If there were more than one individual who met the inclusion criteria in a given household lottery method was used to select study participants for interview(12). Elderly (age 60 and above) of both sexes who have experienced any health problem within the past 6 month before the survey were included in the study. However, elderly with the following conditions were excluded; severe hearing impairment, a previous diagnosis of dementia and those who did not encounter any health problem within the past 6 month prior to survey. If selected household did not meet inclusion criteria the next nearby household was considered.
Variables and measurement
The dependent variable was health care seeking behavior of elderly people. The independent variables were socio-demographic factors (age, sex, marital status, occupational status, educational status, income, family size, religion, and ethnicity), individual related factors (living arrangements, dependency, housing condition, nutritional status, family support during illness, health insurance coverage and distance from health facilities), perception related factors (perception toward health service, perceived therapeutic options, perceived price of health service, perceived approach of health professional, perceived severity of disease), awareness related factors (awareness about disease, awareness when to visit health center, awareness on chronic illness) and self-care related factors (feeding style, physical activity, self-medication, traditional medication, and spiritual treatment).

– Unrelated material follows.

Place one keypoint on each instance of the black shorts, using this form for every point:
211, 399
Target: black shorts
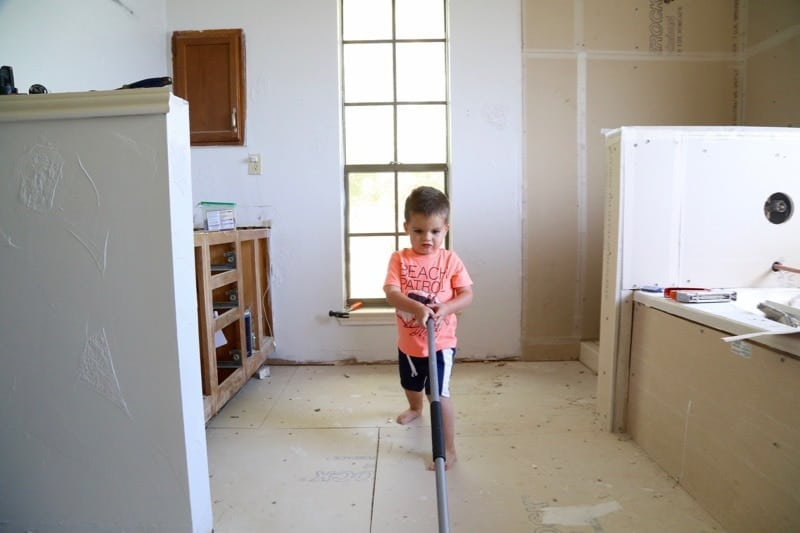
414, 371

Semi structured interviewer administered questionnaire adapted from related studies was used to collect the data. Health care seeking behavior was measured with 5 items in 4-point likert scale. The overall mean value ranges from 5 to 20. Health seeking behavior was said to be poor if the score was less than mean score (< 12.80) and it was said to be good if the score was above the mean score (≥ 12.80)(17).
Data processing and analysis
Twelve individuals who had diploma in nursing were employed as data collectors and six individuals who had Bachelor of Science in health science were employed as supervisor for data collection process. Training was given for all data collectors and supervisors for two day on how to interview and record the data prior to actual data collection period. In addition, to assure quality and reliability of the data pretest was done 5% of the sample size among elderly people who were not actual study participants living outside the selected woredas and kebeles of jimma zone. The data were checked manually for completeness and consistencies on daily basis till the end of data collection. The data were entered into Epi data version 3.1 and exported to SPSS version 23 for analysis. Descriptive statistics was used to summarize the data. Bivariate and multivariate logistic regression analysis were done to identify factors associated with health care seeking behavior. Explanatory variables with p value ≤ 0.25 during Binary logistic regression were candidate for final multiple logistic regression model. Odds ratio (OR) with a 95% confidence interval (CI) was used to measure the strength of statistical association between the dependent and independent variable. Statistically significance was declared at P value ≤ 0.05 in final model.
Ethical considerations
This study was conducted in accordance with declaration of Helsinki. Ethical clearance letter was secured from the institutional review board of Jimma University, Institute of health. A formal letter of permission and support were obtained from each concerned zonal, woreda and kebele administrative bodies. Written informed consent was taken from each study participants. Participant’s right to participate and withdraw from the study was kept. Moreover, to assure the confidentiality of participant’s information, individual identifiers like personal name was not obtained and data were not disclosed to any third party.